Is Dismaland something you will repeat? Could it become a permanent attraction? Given the huge demand, would you extend the run?

I can’t extend the run because of technical calculations. We have tall structures which have been built and certified for one weather period. It gets windy there and we’re not insured for one minute past the last day of September.

What has been the best thing about opening your Bemusement park, and the worst? I know you expected people to be shocked, but they don’t seem to be… has the reaction been different to what you expected? 

There have been teething problems. I didn’t realise that for the first week we had ‘real’ security searching people before they got to the ‘ironic’ security, which obviously blunted the satire a bit. But I’ve learnt you should never underestimate what children are prepared to take on board and respond to. It’s fascinating to see that by not ignoring some more serious issues people find it emboldening rather than depressing.

However the first day I wandered round with the public I have to admit there was no-one more disappointed than me. I think the whole concept might be flawed. By repackaging an art show as an amusement park everybody’s expectations are raised substantially. The branding writes a cheque that the event doesn’t cash. I was there looking at Ben Long’s sculpture of a horse constructed from scaffolding, a piece that if it was shown in the V&A alongside other sculptures would be remarkable, but the lady next to me asked her husband ‘Does it do anything?’ I suddenly realised the whole premise was wrong, I’d pushed it too far and it had gone from being a pretty good art show to a very sub-standard amusement park. I mean, who stands in the Tate looking at a Henry Moore asking – does it do anything?

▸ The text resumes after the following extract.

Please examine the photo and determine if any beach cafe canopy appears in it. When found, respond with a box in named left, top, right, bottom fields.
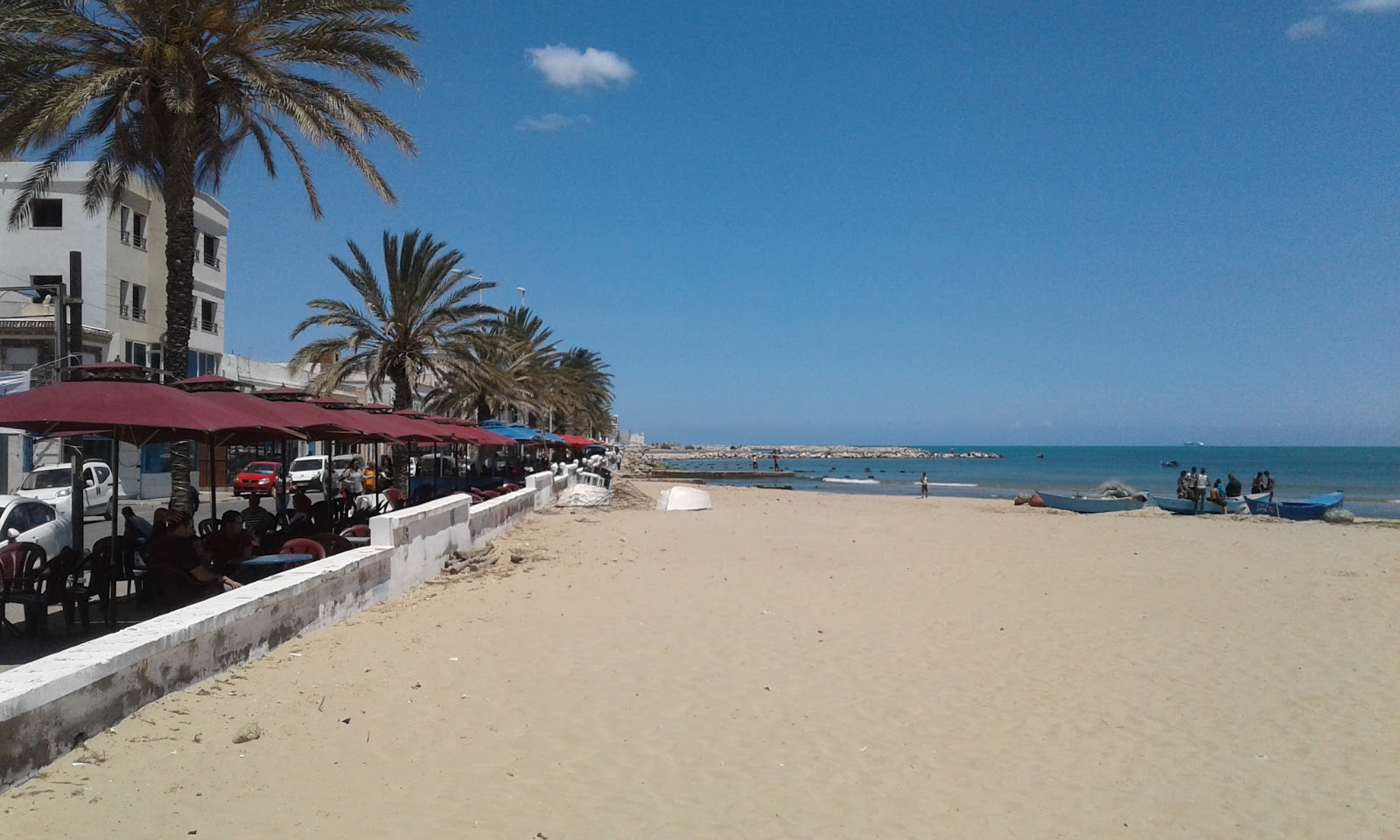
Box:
left=0, top=362, right=301, bottom=445
left=481, top=420, right=555, bottom=444
left=175, top=375, right=362, bottom=439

Why has Jonathan Jones at the Guardian so got it in for you? I’d have thought they would be your natural constituency… how do you respond to his charge that your art is facile and one dimensional?

A lot of critics don’t like this kind of art because it doesn’t require their validation or interpretation. There’s nothing for them to do here.

Fundamentally I disagree with the charge that art is bad if it’s too easy to understand. There’s a place for directness in other art forms – music is full of it, you’d have a hard time telling people they should only listen to Opera and anything else isn’t ‘real’ music. I think there’s space for art to be loud, crass and obvious. If it looks like the rantings of an angry adolescent what’s wrong with that? What was wrong with punk? As far as I’m concerned there are too many things we need to discuss in the actual world before I start making abstract art.

Tell us a bit about the process of making Dismaland, when did you first get the idea? How long have you been down there making things? 

It’s been six months for a handful of us. And it’s hard to stay focussed – we spent three weeks carving the foam wheels for Cinderella’s carriage and nobody notices them at all. It took another month getting the remote control boats to float after I overloaded them with people.

Has there been any blowback from Disney?

I think we’re covered by the new laws on parody that were introduced to the UK in October. Twelve months ago it might have been different.

What do you mean by “I am an Imbecile” balloons – is that patronising to your visitors? Do you look down on mass popular culture?

You’d have to ask David Shrigley what those balloons mean – he made them. All I know is I smiled at the thought of a seven year old clutching one on the train as they made their way home.

If you were prime minister what would be the first things you would do?

Abolish inheritance.

What would you like your epitaph to be?

I don’t care about posterity, that’s what i’d like to be remembered for.